PSA Peugeot Citroen is the only car giant that has hired a large number of foreign workers so far. The lack of qualified workers has mainly affected areas like electronic component production, automatisation of production, and cabin painting. The company also lacks job candidates for its production operator positions.

"We hired workers from Romania to work during the summer months when there is a shortage of labour due to the holidays," Peter Švec, director of the PSA Peugeot Citroen communication department, told The Slovak Spectator.

Currently, there are up to 60 foreign workers at PSA Peugeot Citroen, mostly in production, Švec said. The company employed the Romanian citizens through temporary employment agencies, which did the first selection in Romania based on PSA requirements.

PSA Slovakia did the final hiring by testing the labourers' ability to work in the automotive industry. The results were comparable with the results of Slovak employees, according to Švec.

The Romanians work in the assembly hall and welding unit, and they went through the same training process as the Slovak employees.

"The company, however, continues to focus on finding full-time permanent workers from Slovakia who are the most stable and skilled," Švec said. "Only if the Slovak labour market is unable to supply the labour force would we reach for other recruitment options. We would not rule out employing foreigners."

PSA currently employs 3,000 people.
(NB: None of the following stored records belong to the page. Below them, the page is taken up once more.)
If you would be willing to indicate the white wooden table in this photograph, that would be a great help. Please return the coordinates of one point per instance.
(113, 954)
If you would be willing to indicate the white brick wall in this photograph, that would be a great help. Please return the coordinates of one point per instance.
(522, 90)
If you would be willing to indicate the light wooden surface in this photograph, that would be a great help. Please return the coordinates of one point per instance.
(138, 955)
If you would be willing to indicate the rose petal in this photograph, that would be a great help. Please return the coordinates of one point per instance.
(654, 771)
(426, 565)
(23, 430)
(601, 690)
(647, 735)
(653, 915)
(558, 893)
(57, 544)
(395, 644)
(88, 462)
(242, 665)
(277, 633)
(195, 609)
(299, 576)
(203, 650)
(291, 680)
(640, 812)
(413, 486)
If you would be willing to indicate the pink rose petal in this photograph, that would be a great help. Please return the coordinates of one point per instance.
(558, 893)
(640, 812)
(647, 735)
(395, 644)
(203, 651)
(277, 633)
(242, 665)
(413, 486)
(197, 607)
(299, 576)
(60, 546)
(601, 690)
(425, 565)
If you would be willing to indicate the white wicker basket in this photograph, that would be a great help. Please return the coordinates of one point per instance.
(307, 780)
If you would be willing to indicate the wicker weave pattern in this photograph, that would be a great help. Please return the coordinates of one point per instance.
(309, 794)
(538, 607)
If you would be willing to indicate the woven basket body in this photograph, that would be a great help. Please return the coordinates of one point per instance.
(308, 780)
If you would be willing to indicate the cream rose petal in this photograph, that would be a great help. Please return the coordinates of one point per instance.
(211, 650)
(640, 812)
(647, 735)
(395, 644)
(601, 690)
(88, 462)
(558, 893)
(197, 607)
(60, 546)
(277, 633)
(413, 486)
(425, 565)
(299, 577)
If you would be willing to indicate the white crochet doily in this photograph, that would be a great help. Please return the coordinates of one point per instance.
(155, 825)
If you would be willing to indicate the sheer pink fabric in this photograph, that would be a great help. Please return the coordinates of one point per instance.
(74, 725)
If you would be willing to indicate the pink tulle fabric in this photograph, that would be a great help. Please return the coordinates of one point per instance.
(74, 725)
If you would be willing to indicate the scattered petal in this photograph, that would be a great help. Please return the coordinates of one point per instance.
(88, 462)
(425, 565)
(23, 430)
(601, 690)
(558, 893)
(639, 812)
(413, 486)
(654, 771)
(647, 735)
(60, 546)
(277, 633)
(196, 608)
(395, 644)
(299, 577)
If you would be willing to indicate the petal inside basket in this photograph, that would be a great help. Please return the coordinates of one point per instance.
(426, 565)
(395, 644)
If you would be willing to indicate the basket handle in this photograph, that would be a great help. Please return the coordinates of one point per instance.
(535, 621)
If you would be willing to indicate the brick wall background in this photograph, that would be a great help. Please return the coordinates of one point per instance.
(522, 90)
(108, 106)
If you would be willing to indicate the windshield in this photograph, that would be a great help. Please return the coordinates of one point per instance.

It announced its investment in Trnava, in western Slovakia, in 2003 and started production in January 2006. Serial production at the plant began in May 2006.

Volkswagen, the car giant with the longest Slovak history, signed its investment contract in 1991. It has no plans to hire foreign workers yet, but the company is aware of the growing labour problems.

"It will be more difficult to gain a new workforce - especially one with a technical education," Volkswagen spokeswoman Daniela Rutsch told The Slovak Spectator. "That is why we have been building an effective internal training system."

Volkswagen currently employs approximately 8,400 people and is one of the largest employers in Slovakia.

The problem of qualified labour is a complex one and bringing in foreign labour is not the right solution, said Miroslav Poliak, a partner with HR firm Menkyna & Partners. With the growth of the number of automotive employees projected to reach 100,000 around 2010, a few thousand labourers from abroad will not solve the problem, he added.

"If we look at the automotive industry, which employs 65,000 people, and then take a look at the first attempt at bringing in foreign employees reaching a couple hundred people, we can already see that it will not cure the problem," Poliak told The Slovak Spectator.

"These positions we are talking about require the knowledge of Slovak language, which neither Romanians, nor Indians or Pakistanis, nor even Ukrainians speak," he said. "Of course, the only reasonable influx would be from Slavic countries where there is a language familiarity and the employees would be able to learn Slovak. Among other groups, it would be good to address Slovaks living abroad, mainly in countries where the living standard is lower than in Slovakia."

Many countries that could potentially supply labour to Slovakia have also been attracting foreign investors. That means these countries themselves will soon need qualified labour, so they cannot supply it to Slovakia, he said.

After meeting the chair of Volkswagen's board of directors, Andreas Tostmann, in June, Economy Minister Ľubomír Jahnátek agreed that the car industry needs technically-qualified labour, the TASR newswire reported.

"Slovakia devotes a lot of attention to general education, without people gaining the needed qualifications for labour," Jahnátek said.

A solution would be designing a joint project involving car industry companies, the ministries of economy and education, regional governments, trade unions, and employer unions and associations, the officials agreed. Civil and parents' associations should also help young people to select their schools.

If the problem is not addressed soon, it will get worse, and possibly complicate Slovakia's prospects of catching up with the more developed countries of the European Union, the minister said.